Following this latter approach, we intend to devise an efficient and accurate micro–macro method to simulate complex flows of LCPs, with a focus on the solution of the fully coupled problem, and not so much about how the LCP reacts to given velocity fields. The purpose is threefold: (1) to introduce a general method for the simulation of LCPs, assessing its capabilities and drawbacks in the context of complex LCPs flows; (2) to address the discrepancies or concordances between the values predicted by this method and other solution methods such as closure approximations or the spherical harmonics technique for the rheological variables of interest, namely, the scalar order parameter S or the director vector $\text{d}$; and (3) to study the effect of the LCP over a macroscopic, quasi-Newtonian Stokes flow.

The present paper is organized as follows. Section 1 serves as an introduction to the topic of LCPs and their simulation.
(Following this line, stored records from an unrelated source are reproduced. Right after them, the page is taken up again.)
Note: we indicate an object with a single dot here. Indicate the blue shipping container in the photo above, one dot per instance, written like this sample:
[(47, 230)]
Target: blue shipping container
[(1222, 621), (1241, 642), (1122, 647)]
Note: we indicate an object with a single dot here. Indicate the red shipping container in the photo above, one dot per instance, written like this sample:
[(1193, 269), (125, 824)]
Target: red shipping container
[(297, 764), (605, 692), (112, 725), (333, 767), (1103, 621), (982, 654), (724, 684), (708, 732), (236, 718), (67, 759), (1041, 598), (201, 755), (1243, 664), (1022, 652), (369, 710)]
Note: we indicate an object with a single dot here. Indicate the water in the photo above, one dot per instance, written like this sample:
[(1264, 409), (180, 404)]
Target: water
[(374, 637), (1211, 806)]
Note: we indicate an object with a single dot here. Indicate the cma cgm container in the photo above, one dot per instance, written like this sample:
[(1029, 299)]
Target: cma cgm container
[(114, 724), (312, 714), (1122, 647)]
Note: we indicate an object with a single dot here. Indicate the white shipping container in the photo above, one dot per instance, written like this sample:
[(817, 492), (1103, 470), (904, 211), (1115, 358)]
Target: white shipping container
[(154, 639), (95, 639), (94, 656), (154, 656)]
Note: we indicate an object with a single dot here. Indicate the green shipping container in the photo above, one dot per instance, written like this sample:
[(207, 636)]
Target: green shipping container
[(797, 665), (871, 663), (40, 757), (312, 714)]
The mathematical description of the problem is exposed in Section 2. Section 3 provides numerical details on the algorithm, including a succinct description of the micro–macro method used. In Section 4 we show results for the eccentric cylinder geometry, comparing them with those of previous works and discussing the discrepancies that might arise. Finally, Section 5 summarizes the main objectives and conclusions of this work.